The University of Minnesota Overwatch team is ranked among the top in the country.

James Han plays a game of Overwatch with the University ESports team on Sunday, Oct. 28. While Han typically serves as the team's manager, he is filling in for a sick teammate during this Sunday tournament.

Jack Rodgers

James Han plays a game of Overwatch with the University ESports team on Sunday, Oct. 28. While Han typically serves as the team’s manager, he is filling in for a sick teammate during this Sunday tournament.

Matthew Kennedy

The University of Minnesota will not have any school-sponsored sports competing for the rest of the school year. 

But it will have esports. 

Otherwise known as competitive gaming, esports gained popularity at the University around 2018, with its popular Overwatch and Hearthstone teams competing at the national level. University student clubs participate in the national Tespa tournament with more than 1,350 other schools, according to club president Ryan Buendorf. Anywhere from 150-200 gamers play against other schools nationwide, he said. 

The University’s leading club, for the game Overwatch, competes with its premier team “the Pizza Pirates.” Seth Mayer, team captain and game lead, is also one of the top 1,000 Overwatch players in the country. 

Mayer started out in the program as a B-Team substitute, but over the last two years, he has grown to become the leader of the seven gamers on the A-Team.

“I practiced and practiced and all the hard work has paid off.
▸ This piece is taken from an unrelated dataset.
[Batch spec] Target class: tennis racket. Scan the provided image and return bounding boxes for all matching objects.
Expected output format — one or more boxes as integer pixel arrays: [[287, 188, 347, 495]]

I like games that don’t involve much mechanical aim, and it’s fun how Overwatch has multiple classes of characters,” Mayer said.

While the main Tespa season is in the spring and has been postponed due to COVID-19, the team could still compete later this spring. However, the Pizza Pirates have played in other tournaments to compensate.

Mayer and Buendorf have even created their own successful tournament. 

“Me and Seth just created a new tournament for the top Overwatch teams called ‘The Meal Plan.’ Teams come together and play in a weekend tournament setting and the winners get pizzas. A lot of people enjoy it and we had a good turnout of watchers on our Twitch stream,” Buendorf said. 

Buendorf and Mayer, who grew up on games such as Star Wars: Battlefront II (2005) and Call of Duty: Black Ops, now lead one of the University’s most successful clubs. In the Tespa preseason, the Pizza Pirates were ranked No. 1 of 450 nonvarsity collegiate teams, or teams not officially sponsored by the schools they’re attached to. Nonvarsity teams also do not have players on scholarship. 

But Mayer has his sights set on competing with the top varsity teams such as Maryville University. He hopes the Pizza Pirates can make the top eight at the end of the season. 

“For Tespa, if you get top eight in the nation, each player gets a scholarship prize of $750,” Mayer said. “The top four is $1,200 per player.” 

With the COVID-19 pandemic, digital sports are the only outlet for competition at the University, a fact that many will hope to boost interest in the sport. 

“Any incoming freshmen or people already attending the University of Minnesota are welcome to join. In fact, before Seth and I joined the esports club, we never played competitively,” Buendorf said. “Ever since, we have made so many friends and have had an absolute blast. No prior competitive experience is needed and anybody who has a passion for gaming or just wants a fun community to be apart of would make a great addition.”